Enterprise Agility in Healthcare explains why agility is vital to organizational survival. It details the critical variables that only executive leaders can address in a way that ensures success. It uses the experiences of two major healthcare organizations in order to frame the situational context surrounding the variables and then explains why and how the leaders in those organizations made choices that proved to be extraordinarily successful ... in the real world!
The common challenge shared by healthcare, aerospace, and information-centric industries of every type is the extraordinary complexity and uncertainty driven by the enormous number of individual, yet codependent factors, whether in humans and their cellular functioning, or vehicles and the interaction of materials and environment, requiring leaders and decision-makers at every level to connect, interact, and synthesize vital, fluctuating data, typically via technology-intermediated network structures with varying content and scale.

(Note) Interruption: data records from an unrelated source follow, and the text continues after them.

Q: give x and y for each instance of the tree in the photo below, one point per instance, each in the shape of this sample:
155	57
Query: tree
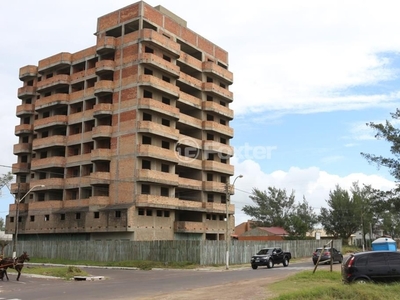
391	134
340	219
272	208
276	208
5	180
302	220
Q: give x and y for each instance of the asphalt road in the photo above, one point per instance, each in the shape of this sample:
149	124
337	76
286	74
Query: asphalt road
135	284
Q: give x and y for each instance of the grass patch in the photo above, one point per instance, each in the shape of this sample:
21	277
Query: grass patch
326	285
67	272
140	264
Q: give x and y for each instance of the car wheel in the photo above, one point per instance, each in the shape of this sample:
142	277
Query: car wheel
285	262
361	281
270	264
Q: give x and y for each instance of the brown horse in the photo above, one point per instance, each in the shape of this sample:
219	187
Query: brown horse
14	263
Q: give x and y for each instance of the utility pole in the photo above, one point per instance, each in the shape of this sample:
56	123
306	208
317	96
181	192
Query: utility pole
16	220
227	235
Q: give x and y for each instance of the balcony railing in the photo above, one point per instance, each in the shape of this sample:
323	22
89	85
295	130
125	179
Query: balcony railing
105	45
213	68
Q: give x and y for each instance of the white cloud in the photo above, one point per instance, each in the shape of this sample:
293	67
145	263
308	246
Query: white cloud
312	183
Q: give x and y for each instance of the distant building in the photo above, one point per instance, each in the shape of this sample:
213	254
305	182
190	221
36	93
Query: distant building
247	231
127	139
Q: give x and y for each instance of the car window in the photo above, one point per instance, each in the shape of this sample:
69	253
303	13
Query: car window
376	259
361	261
264	251
393	258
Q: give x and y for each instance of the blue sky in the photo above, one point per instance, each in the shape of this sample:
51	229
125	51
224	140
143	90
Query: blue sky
308	76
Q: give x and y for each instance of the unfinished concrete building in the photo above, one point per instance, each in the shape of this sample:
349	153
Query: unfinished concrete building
128	139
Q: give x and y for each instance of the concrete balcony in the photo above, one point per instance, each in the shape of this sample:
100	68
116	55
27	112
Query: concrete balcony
79	138
74	160
101	155
190	81
159	84
103	87
52	101
156	152
157	39
77	96
159	63
106	44
189	162
49	162
58	61
166	202
189	141
191	184
220	72
23	129
100	178
21	187
158	106
58	120
157	177
104	67
189	227
74	182
216	147
25	109
27	72
22	148
57	81
102	109
190	61
103	131
158	129
218	109
99	200
213	207
218	91
219	128
213	186
214	166
50	141
50	184
26	92
190	100
20	168
78	117
190	121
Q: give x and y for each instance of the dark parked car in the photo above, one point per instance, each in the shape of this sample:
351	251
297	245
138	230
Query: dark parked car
326	255
371	266
270	257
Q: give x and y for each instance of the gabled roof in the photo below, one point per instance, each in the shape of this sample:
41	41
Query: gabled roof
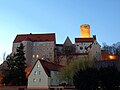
84	40
59	45
47	66
67	42
35	37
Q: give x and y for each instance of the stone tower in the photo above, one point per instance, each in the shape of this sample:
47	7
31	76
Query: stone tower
85	31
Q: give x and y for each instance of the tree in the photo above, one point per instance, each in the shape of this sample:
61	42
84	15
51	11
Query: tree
86	79
16	68
109	78
92	78
67	72
68	51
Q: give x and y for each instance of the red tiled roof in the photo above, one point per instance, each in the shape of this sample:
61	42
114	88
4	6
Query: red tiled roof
59	44
35	37
62	54
48	66
84	40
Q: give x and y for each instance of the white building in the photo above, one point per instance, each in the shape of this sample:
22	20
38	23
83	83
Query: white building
43	75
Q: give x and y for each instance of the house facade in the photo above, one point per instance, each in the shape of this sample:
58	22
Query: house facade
43	46
36	46
43	75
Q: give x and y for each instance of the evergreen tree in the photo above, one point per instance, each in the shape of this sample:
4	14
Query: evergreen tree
16	69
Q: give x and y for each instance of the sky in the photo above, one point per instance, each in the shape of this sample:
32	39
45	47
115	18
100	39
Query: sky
62	17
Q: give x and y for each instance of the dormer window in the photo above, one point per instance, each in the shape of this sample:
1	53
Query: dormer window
34	80
35	72
81	48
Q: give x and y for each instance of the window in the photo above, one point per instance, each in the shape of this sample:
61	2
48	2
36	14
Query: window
33	56
38	66
81	48
43	49
34	80
39	72
35	72
85	48
39	79
37	56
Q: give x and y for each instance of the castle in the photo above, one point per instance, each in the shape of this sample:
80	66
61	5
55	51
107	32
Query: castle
44	46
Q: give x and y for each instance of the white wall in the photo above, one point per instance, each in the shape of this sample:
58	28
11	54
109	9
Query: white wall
38	76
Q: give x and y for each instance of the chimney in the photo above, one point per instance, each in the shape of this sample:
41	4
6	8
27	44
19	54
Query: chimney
94	37
85	31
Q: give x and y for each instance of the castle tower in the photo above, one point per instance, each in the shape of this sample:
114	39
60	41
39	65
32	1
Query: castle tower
85	31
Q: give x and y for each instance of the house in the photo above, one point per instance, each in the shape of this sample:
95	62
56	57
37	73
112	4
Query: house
43	74
36	46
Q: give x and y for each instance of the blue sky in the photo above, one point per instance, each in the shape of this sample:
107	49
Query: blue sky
62	17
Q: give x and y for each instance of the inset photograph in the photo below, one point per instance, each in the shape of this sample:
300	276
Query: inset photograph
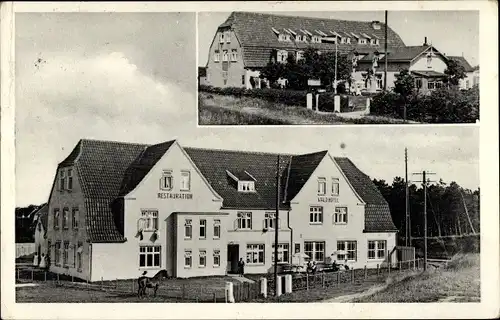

The networks may be obvious, like the organizational structure, while others are more abstract or virtual, like social networks and ecosystems
Despite healthcare's amazing success in improving the quality and average lifespan of human beings, the maximum lifespan remains unchanged at no more than 125 years. Very few healthcare organizations live for much longer, with most disappearing before reaching one-third of that lifespan.
How systems, people, and culture respond as organizational size changes is a challenge and also an opportunity in scaling for any information-centric industry. This book will use the actual, real-world experiences of two, very successful healthcare organizations to provide specific, actionable insights into the principles and practices that provoke success.
Because scaling plays a determinative role in the successful design of everything from airplanes to skyscrapers, its impact on how effective and efficient an organization is remains a continuous challenge. Perhaps understanding scaling is of greater urgency due to the increasingly large and complex structures required for companies, institutions and governments to continuously evolve the complex adaptive systems they have become.
This book focuses on organizational expansion in healthcare. By examining two organizations with similar, yet very different growth experiences, this book demonstrates very successful, very real outcomes while offering key insights into the principles and practices that drove them.